The journey brought promises of treasures, a new empire and riches for everyone who helped with the discovery. However, none of the above came into fruition. What did materialize were hundreds of deaths, mutinies, starvation and hallucinations. Aguirre, usually referred to as a madman, let his pride and foolish lust for power overtake his senses as he stopped at nothing, bringing upon the deaths of everyone on the expedition, to achieve the unachievable. Yet, his fantasies were real to him, and no one was to tell him otherwise.
Werner Herzog has claimed his affinity for blending the lines between history and artifice. That is, he does not rely on facts to convey truth, but rather on art to metaphorically serve his purposes. This applies directly to Aguirre: The Wrath of God. More than half of the film consists of not only the actual characters, but also the film crew amidst a ferocious yet sometimes eerily calming river, giving the audience a true taste of what it means to be stranded for days on end without much food or safe water. It is within these images in which we find the inspiration Francis Ford Coppola drew from in crafting Apocalypse Now (1979) as both films rely heavily on sequences shot on water amidst a dangerous forest which swallows its prey by the dozens, yet the enemy remains hidden at all times.
Now, we are left to ask what may be labeled as history and what as art? For the most part, Herzog has proclaimed in not paying too much attention to a prevalent historical roadmap, rather an emotional one. He concentrated on portraying Aguirre as viciously as possible, having much help in casting Kinski who has a haunting gaze not easily matched. The last scene in particular, where he is the sole survivor on the raft proves to be most visually stunning and haunting. Hundreds upon hundreds of monkeys run through Aguirre’s feet and body as they shift throughout the raft, making their home on the water. The rest of his men have all fallen ill or suffered uncountable hallucinations due to the harsh conditions. However, Aguirre remains standing.

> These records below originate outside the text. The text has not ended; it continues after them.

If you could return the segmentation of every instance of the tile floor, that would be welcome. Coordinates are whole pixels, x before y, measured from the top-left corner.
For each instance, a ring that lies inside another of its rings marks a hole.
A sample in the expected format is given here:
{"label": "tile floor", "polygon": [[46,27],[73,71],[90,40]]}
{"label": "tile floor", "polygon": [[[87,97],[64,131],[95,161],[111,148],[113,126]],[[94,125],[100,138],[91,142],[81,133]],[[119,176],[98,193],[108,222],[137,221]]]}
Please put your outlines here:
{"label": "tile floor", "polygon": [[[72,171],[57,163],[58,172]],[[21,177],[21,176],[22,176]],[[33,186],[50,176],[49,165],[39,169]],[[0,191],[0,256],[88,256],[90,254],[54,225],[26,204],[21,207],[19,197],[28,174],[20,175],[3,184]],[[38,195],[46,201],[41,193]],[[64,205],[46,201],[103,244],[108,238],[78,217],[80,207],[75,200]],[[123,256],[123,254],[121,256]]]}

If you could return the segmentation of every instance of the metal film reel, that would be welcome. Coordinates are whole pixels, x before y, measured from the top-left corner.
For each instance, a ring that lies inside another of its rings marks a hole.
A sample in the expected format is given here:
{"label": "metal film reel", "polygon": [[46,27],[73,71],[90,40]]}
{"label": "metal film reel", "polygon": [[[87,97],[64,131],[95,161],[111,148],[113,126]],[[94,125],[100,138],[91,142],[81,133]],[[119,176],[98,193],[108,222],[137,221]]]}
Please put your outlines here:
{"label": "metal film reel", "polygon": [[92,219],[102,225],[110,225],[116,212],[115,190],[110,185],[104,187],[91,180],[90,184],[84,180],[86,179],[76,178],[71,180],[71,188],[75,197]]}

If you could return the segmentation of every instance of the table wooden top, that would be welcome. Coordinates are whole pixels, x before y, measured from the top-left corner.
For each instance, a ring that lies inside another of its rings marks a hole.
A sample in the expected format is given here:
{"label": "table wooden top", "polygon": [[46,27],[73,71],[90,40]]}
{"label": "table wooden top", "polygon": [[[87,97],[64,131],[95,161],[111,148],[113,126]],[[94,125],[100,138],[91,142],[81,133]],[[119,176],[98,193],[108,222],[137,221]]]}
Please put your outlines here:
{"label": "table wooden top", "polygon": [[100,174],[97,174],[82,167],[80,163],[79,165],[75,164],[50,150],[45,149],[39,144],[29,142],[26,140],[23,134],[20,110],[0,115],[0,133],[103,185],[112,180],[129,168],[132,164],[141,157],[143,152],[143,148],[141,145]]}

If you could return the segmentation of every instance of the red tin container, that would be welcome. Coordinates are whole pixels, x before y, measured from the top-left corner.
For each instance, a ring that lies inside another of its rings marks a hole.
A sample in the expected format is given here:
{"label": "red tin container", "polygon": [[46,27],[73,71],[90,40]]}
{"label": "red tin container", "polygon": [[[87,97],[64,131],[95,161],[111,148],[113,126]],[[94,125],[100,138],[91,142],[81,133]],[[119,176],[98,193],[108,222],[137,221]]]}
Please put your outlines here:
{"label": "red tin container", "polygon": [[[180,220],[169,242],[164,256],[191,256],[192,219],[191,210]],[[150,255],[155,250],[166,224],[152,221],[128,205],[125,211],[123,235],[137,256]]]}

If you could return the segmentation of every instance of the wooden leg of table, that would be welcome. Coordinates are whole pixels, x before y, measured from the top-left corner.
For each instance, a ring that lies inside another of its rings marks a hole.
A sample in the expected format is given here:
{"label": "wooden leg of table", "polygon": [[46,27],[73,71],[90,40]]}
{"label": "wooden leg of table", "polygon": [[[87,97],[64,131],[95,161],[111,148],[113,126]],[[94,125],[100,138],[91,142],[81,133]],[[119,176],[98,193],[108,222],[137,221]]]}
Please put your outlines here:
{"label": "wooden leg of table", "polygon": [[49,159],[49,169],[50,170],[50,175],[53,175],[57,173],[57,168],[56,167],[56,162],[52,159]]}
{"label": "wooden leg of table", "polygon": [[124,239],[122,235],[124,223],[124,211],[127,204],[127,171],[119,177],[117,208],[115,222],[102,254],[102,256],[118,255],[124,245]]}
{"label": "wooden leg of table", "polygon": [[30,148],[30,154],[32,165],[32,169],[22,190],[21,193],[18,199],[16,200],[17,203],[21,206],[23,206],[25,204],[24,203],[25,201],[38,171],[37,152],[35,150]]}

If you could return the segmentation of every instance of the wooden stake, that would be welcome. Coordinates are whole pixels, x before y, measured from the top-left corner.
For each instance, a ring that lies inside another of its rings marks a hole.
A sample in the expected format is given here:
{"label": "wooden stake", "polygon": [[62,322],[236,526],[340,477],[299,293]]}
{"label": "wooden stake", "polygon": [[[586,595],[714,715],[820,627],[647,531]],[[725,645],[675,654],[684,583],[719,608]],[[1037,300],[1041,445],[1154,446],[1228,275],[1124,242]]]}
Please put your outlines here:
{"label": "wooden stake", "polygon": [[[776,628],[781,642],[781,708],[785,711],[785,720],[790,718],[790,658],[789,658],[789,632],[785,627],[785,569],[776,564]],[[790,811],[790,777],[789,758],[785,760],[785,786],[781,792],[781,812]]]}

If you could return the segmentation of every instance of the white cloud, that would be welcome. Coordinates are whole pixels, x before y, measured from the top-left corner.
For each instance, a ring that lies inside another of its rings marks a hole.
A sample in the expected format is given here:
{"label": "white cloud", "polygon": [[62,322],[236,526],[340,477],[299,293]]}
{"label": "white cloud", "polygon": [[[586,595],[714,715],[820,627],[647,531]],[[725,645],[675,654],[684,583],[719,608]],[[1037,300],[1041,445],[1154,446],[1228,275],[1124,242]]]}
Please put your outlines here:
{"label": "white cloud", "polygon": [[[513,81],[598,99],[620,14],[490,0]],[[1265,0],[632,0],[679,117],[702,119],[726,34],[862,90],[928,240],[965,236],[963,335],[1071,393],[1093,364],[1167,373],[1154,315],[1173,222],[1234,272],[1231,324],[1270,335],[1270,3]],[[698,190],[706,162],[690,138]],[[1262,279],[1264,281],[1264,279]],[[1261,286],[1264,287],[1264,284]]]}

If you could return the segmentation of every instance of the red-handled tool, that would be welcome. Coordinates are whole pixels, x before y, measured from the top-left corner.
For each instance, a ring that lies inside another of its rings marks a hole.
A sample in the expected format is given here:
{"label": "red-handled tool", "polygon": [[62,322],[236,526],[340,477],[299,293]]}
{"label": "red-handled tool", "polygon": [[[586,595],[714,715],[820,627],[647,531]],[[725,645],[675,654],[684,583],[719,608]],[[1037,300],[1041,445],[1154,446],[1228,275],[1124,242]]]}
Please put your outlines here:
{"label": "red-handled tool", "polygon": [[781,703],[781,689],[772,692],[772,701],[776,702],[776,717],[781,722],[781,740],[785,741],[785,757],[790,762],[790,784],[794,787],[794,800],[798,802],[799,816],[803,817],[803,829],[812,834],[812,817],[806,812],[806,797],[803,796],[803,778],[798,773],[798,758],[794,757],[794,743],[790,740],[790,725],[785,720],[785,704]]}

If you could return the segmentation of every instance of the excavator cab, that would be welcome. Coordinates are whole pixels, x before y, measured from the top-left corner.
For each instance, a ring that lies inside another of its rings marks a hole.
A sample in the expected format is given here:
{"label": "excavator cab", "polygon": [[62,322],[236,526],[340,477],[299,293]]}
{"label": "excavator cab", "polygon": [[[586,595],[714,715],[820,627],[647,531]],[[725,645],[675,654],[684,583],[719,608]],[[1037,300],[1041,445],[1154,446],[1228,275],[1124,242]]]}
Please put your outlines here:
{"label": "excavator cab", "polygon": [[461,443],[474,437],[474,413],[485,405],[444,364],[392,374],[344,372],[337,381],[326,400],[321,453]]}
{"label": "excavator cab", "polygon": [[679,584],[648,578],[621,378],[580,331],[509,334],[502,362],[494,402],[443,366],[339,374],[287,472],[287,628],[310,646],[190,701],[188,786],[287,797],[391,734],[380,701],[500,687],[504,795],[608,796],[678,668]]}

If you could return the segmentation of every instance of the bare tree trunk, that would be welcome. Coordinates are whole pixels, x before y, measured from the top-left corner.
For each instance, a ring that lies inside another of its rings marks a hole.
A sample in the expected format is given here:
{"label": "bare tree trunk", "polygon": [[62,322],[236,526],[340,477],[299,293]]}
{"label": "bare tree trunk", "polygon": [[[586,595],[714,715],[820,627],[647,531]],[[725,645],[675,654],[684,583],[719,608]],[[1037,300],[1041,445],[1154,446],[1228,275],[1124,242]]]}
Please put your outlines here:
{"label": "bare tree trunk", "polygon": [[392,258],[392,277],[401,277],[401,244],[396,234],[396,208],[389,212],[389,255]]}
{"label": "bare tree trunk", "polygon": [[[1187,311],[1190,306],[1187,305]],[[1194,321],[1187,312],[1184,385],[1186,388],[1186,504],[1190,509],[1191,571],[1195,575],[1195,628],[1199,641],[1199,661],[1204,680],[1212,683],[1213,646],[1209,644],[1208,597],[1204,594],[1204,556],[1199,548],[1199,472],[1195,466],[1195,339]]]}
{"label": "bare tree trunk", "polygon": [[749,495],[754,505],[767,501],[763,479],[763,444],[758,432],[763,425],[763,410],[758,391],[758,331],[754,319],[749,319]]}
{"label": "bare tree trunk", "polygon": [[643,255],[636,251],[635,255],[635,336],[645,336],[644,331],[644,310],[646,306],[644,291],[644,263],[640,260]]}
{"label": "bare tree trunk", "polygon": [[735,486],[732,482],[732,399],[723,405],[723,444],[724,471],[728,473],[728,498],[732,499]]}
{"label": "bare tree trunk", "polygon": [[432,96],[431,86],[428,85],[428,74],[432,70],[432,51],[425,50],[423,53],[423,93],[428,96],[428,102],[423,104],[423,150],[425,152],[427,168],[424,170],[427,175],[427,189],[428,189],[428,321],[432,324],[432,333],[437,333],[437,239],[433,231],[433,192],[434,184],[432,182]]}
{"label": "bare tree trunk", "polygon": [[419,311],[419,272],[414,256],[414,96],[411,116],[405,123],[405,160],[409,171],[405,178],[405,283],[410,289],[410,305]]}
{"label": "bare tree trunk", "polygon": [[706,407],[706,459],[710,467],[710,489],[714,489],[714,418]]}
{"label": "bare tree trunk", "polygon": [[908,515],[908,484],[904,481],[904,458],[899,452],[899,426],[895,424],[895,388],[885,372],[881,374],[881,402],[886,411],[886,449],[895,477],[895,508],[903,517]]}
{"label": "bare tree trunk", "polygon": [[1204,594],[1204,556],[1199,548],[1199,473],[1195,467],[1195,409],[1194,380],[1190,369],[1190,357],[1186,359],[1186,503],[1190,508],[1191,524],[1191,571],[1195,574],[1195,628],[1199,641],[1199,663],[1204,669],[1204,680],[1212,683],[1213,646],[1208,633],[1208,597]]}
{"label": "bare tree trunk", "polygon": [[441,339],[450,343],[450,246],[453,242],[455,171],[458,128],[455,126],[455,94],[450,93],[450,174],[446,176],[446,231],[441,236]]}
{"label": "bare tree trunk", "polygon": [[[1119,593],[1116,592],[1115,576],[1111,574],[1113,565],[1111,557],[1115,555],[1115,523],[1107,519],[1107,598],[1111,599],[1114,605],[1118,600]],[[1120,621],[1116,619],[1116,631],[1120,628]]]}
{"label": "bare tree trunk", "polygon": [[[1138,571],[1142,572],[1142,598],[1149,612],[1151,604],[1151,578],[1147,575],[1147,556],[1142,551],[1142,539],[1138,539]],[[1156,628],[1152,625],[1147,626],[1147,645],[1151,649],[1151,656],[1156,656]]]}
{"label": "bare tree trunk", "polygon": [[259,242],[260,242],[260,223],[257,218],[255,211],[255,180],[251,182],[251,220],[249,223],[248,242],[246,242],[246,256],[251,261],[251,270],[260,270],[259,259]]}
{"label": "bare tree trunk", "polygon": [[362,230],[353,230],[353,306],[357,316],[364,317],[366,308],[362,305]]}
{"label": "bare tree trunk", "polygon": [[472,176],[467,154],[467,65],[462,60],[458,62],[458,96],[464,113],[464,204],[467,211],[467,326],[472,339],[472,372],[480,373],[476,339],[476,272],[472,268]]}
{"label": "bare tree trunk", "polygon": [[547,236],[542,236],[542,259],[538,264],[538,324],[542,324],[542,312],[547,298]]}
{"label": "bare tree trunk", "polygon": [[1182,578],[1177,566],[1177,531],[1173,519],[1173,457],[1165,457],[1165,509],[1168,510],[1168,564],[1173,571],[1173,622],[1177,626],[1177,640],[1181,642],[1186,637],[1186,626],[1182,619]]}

The madness of the setting does not get to him, perhaps because he has been mad all along. While the rest of the men are long gone, the monkeys remain prevalent passengers on the raft, symbolizing the degression in evolution the men have experienced as the journey transformed them from sane creatures to incoherent children. Herzog even makes a point in saying the film is based off the only known diary of the expedition, belonging to Brother Gaspar de Carvajal, yet the priest was never on the expedition, however experienced a different journey hundreds of years prior. It is with instances such as these that Werner Herzog prioritizes the crafting of his film within a reliance on art, as opposed to facts.